Born in Cape Town, Pedersen is best known for his work as a robotics researcher at the NASA Ames Research Center, where he built robots to look for life on Mars.
He is a leading researcher for Nissan’s autonomous vehicle research program in California.
Willem Van Biljon
Born in South Africa in 1961, Willem Van Biljon is an entrepreneur and technologist who was educated in South Africa. He co-founded Mosaic Software, which built the Postilion payment system that was sold to S1 Corp in 2004.
He then joined Amazon, where he led the team that developed Amazon’s Elastic Compute Cloud (EC2).
After van Biljon left Amazon he started Nimbula, a venture with Chris Pinkham, that focused on cloud computing software.
In March 2013, Nimbula was acquired by Oracle. In 2014 van Biljon joined Takealot as co-CEO.
Trevor Noah was recently named host of Comedy Central’s hit U.S. TV show, “The Daily Show.” He will soon be replacing Jon Stewart.
Born Feb. 20, 1984 in Johannesburg, he is a comedian, actor and TV/radio host. Noah is the son of Patricia Nombuyiselo Noah, a Xhosa, and Robert, a white native of Switzerland.

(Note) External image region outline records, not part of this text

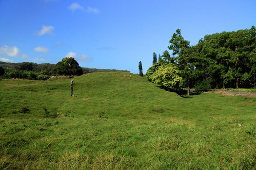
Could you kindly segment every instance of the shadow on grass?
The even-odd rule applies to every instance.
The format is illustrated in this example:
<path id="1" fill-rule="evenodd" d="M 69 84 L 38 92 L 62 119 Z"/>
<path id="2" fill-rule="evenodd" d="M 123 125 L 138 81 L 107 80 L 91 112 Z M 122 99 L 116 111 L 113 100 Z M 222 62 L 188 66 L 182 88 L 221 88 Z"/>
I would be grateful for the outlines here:
<path id="1" fill-rule="evenodd" d="M 190 96 L 188 96 L 181 95 L 180 97 L 182 97 L 182 98 L 185 98 L 185 99 L 192 99 L 193 98 L 193 97 L 192 97 Z"/>

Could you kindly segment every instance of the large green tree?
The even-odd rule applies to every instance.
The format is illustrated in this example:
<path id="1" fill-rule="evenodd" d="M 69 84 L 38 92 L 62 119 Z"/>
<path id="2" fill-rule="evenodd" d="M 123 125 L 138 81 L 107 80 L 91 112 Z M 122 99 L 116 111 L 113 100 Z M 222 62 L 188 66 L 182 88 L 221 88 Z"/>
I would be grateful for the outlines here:
<path id="1" fill-rule="evenodd" d="M 56 64 L 57 73 L 65 75 L 80 75 L 83 74 L 82 68 L 73 57 L 66 57 Z"/>
<path id="2" fill-rule="evenodd" d="M 157 57 L 157 54 L 154 52 L 153 52 L 153 64 L 154 64 L 155 63 L 157 63 L 158 62 L 158 58 Z"/>
<path id="3" fill-rule="evenodd" d="M 171 44 L 168 49 L 172 50 L 172 54 L 176 58 L 178 69 L 181 71 L 182 77 L 186 82 L 187 95 L 189 95 L 190 82 L 193 78 L 193 66 L 190 63 L 189 41 L 185 40 L 181 35 L 180 29 L 177 29 L 169 41 Z"/>
<path id="4" fill-rule="evenodd" d="M 160 66 L 152 77 L 152 82 L 160 85 L 168 90 L 177 90 L 182 86 L 181 72 L 173 64 Z"/>

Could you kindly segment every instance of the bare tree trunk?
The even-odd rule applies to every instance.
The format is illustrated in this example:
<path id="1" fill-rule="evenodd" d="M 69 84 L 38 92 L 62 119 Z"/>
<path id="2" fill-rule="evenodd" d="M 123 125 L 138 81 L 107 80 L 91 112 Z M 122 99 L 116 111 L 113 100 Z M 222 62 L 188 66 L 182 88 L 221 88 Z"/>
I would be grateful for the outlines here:
<path id="1" fill-rule="evenodd" d="M 256 88 L 256 82 L 255 82 L 255 73 L 254 74 L 254 88 Z"/>
<path id="2" fill-rule="evenodd" d="M 189 82 L 188 80 L 188 81 L 187 81 L 187 84 L 188 84 L 188 90 L 187 90 L 188 91 L 187 91 L 187 95 L 188 95 L 188 96 L 189 96 Z"/>
<path id="3" fill-rule="evenodd" d="M 71 82 L 70 82 L 70 96 L 74 96 L 73 95 L 73 80 L 71 80 Z"/>
<path id="4" fill-rule="evenodd" d="M 238 88 L 238 82 L 239 82 L 239 78 L 236 79 L 236 88 Z"/>

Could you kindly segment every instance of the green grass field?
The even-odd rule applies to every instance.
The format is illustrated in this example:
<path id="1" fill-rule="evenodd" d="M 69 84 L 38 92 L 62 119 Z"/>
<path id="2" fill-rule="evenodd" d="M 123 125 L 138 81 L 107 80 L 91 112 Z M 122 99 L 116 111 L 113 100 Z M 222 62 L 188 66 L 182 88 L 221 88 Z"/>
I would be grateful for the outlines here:
<path id="1" fill-rule="evenodd" d="M 127 72 L 73 79 L 74 97 L 69 79 L 0 80 L 0 169 L 256 169 L 256 98 L 183 98 Z"/>

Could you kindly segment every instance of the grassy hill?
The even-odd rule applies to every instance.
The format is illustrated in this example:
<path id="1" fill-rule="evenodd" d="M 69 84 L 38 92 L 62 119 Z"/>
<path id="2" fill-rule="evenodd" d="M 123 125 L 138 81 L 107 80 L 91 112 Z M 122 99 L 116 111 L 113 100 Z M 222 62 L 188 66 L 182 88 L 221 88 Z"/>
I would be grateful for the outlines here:
<path id="1" fill-rule="evenodd" d="M 0 80 L 0 169 L 254 169 L 256 98 L 182 98 L 127 72 Z"/>

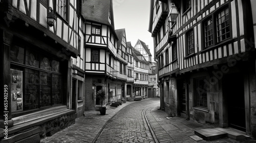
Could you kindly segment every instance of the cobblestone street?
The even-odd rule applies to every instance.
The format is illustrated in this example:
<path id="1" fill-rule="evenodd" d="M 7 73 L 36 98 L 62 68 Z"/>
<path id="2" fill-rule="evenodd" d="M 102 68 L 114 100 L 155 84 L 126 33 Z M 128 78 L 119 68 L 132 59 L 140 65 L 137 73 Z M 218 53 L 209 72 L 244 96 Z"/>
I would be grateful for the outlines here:
<path id="1" fill-rule="evenodd" d="M 158 100 L 147 100 L 126 106 L 109 121 L 96 142 L 154 142 L 143 111 L 158 105 Z"/>
<path id="2" fill-rule="evenodd" d="M 116 108 L 108 105 L 105 115 L 98 111 L 85 111 L 75 124 L 41 142 L 256 142 L 228 137 L 196 141 L 191 137 L 195 130 L 215 127 L 179 117 L 166 118 L 166 113 L 158 110 L 159 103 L 159 98 L 153 98 L 127 102 Z"/>

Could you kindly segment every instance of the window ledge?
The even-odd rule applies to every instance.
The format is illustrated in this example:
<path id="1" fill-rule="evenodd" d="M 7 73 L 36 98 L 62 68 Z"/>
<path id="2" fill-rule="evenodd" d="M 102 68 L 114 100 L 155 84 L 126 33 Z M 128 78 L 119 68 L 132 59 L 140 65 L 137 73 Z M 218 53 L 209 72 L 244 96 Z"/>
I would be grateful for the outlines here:
<path id="1" fill-rule="evenodd" d="M 215 49 L 217 49 L 219 47 L 220 47 L 220 46 L 222 46 L 222 45 L 224 45 L 224 44 L 228 44 L 228 43 L 232 43 L 233 42 L 233 39 L 229 39 L 229 40 L 225 40 L 225 41 L 224 41 L 222 42 L 220 42 L 216 45 L 212 45 L 211 46 L 209 46 L 208 47 L 207 47 L 206 49 L 201 51 L 200 52 L 200 53 L 205 53 L 206 52 L 208 52 L 209 51 L 210 51 L 210 50 L 214 50 Z"/>
<path id="2" fill-rule="evenodd" d="M 194 109 L 197 110 L 199 110 L 201 111 L 205 112 L 209 112 L 209 110 L 205 108 L 203 108 L 202 107 L 195 107 L 193 108 Z"/>
<path id="3" fill-rule="evenodd" d="M 182 14 L 182 16 L 184 16 L 185 15 L 186 15 L 190 10 L 191 10 L 191 7 L 183 13 L 183 14 Z"/>
<path id="4" fill-rule="evenodd" d="M 178 61 L 178 59 L 176 59 L 175 60 L 173 60 L 172 62 L 170 62 L 170 64 L 172 64 L 177 61 Z"/>
<path id="5" fill-rule="evenodd" d="M 186 57 L 185 57 L 184 58 L 184 59 L 187 59 L 187 58 L 190 58 L 190 57 L 193 57 L 193 56 L 194 56 L 196 55 L 196 53 L 191 53 L 191 54 L 189 54 L 189 55 L 188 55 L 186 56 Z"/>

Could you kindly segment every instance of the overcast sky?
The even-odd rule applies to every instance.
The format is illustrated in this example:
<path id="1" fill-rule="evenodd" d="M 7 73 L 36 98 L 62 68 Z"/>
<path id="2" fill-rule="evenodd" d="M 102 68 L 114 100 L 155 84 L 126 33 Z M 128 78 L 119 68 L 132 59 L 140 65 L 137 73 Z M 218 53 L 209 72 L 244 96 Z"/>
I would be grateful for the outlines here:
<path id="1" fill-rule="evenodd" d="M 126 41 L 134 46 L 138 39 L 148 45 L 154 57 L 153 39 L 148 31 L 150 18 L 149 0 L 113 0 L 115 29 L 125 29 Z"/>

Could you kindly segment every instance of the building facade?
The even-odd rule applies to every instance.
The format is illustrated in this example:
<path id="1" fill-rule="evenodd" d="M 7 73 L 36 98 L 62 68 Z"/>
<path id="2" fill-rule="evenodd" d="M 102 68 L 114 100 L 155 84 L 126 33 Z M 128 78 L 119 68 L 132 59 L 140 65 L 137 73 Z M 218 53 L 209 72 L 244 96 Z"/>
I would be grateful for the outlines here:
<path id="1" fill-rule="evenodd" d="M 126 38 L 124 29 L 116 30 L 116 33 L 119 39 L 117 42 L 117 66 L 119 67 L 117 73 L 117 93 L 115 101 L 125 100 L 127 92 L 127 78 L 128 63 L 127 47 Z"/>
<path id="2" fill-rule="evenodd" d="M 127 101 L 133 99 L 133 83 L 134 82 L 134 63 L 133 52 L 133 47 L 131 42 L 127 42 L 127 82 L 126 82 L 126 97 Z"/>
<path id="3" fill-rule="evenodd" d="M 151 1 L 149 31 L 163 110 L 256 138 L 255 5 L 254 1 Z"/>
<path id="4" fill-rule="evenodd" d="M 147 98 L 149 62 L 139 51 L 133 49 L 134 63 L 134 97 Z M 136 97 L 134 98 L 136 99 Z"/>
<path id="5" fill-rule="evenodd" d="M 0 140 L 39 142 L 75 123 L 79 106 L 70 88 L 72 59 L 84 58 L 84 20 L 79 1 L 62 2 L 0 1 L 1 84 L 5 93 L 0 101 L 6 105 L 0 108 L 0 125 L 8 131 L 0 132 Z M 51 14 L 53 23 L 48 22 Z"/>
<path id="6" fill-rule="evenodd" d="M 94 110 L 100 104 L 96 93 L 102 88 L 106 91 L 105 102 L 115 101 L 121 94 L 121 85 L 117 78 L 118 38 L 114 29 L 112 1 L 99 2 L 84 1 L 82 8 L 86 19 L 85 110 Z M 97 12 L 93 12 L 95 9 Z"/>

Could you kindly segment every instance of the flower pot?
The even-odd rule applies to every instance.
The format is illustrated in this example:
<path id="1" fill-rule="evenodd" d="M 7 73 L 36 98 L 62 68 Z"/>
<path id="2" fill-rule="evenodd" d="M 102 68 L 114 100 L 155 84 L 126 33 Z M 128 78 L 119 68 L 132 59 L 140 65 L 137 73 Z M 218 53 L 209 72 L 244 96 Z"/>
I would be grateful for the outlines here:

In an interview in the HeraldSun, he said, “My mum doesn’t fit into any category. She’s a black South African woman who’s half Jewish.”
His parents’ relationship was illegal during apartheid, and his mother was jailed and fined by the South African government. His father returned to Switzerland and Noah was raised by his mother and maternal grandmother, Nomalizo Frances Noah. During his childhood, he attended church every Sunday.